…w Piśmie Świętym jest również napisane, aby źle postępującego upominać a
jeśli to nie skutkuje o ile pamiętam jest napisane "weź dwóch lub trzech i
upomnij go a jeśli i to nie poskutkuje niech ci będzie jak niewierny lub
trędowaty" (mogę mylić kolejność wyrazów, bo piszę z pamięci, ale to nie
zmienia sensu zdania). Wybaczanie i miłość zgoda, pod warunkiem, że dana osoba
ma minimum dobrej woli…
SP.
Biblijne upomnienie braterskie (najpierw w cztery
oczy, potem w grupie, a na końcu, jak to nie pomoże, poprzez rozeznanie we
wspólnocie np. Kościoła), jest różnym (stopniowym) szukaniem rozwiązania problemów.
Ważny jest dialog pełen życzliwego podejścia.

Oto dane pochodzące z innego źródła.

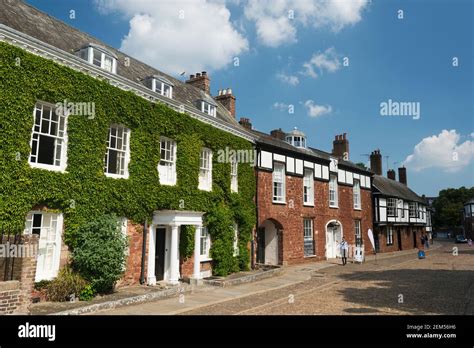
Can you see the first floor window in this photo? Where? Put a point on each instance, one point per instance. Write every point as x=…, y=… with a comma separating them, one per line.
x=279, y=183
x=356, y=194
x=49, y=228
x=205, y=243
x=118, y=152
x=48, y=138
x=389, y=235
x=205, y=170
x=358, y=233
x=234, y=182
x=167, y=165
x=236, y=240
x=391, y=207
x=308, y=237
x=333, y=199
x=308, y=187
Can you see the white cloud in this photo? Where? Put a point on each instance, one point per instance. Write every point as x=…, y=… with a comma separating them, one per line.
x=320, y=62
x=443, y=151
x=180, y=35
x=315, y=110
x=289, y=79
x=276, y=21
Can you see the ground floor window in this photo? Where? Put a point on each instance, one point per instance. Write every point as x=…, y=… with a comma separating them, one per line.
x=389, y=235
x=308, y=237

Jezus uczył miłości bezinteresownej, tzn. takiej, w
której okazuje się miłość niezależnie od tego, czy ktoś ją odwzajemnia czy nie. Uczył, byśmy przebaczali nie tyle 7, lecz aż 77 razy,
tj. zawsze i nieskończenie. I też nie „pod warunkiem, że ktoś okaże dobrą
wolę”. Owszem łatwiej jest przebaczać żałującemu. Lecz jeśli nawet ktoś nie
żałuje, to jakżeż można nadal żywić do niego urazę i mu nie przebaczyć? Jezus przebaczał
zawsze. Przebacza i teraz, gdy nadal grzeszymy. Prawdziwy uczeń Chrystusa to ten, kto Go naśladuje w miłowaniu.
Na zło trzeba reagować, równocześnie walcząc o szanowanie
godności osoby ludzkiej. Dobra reakcja na zło to już bardzo dużo. Zrozumienie
bliźniego to ogromny krok naprzód. Jego nawrócenie to wielki sukces.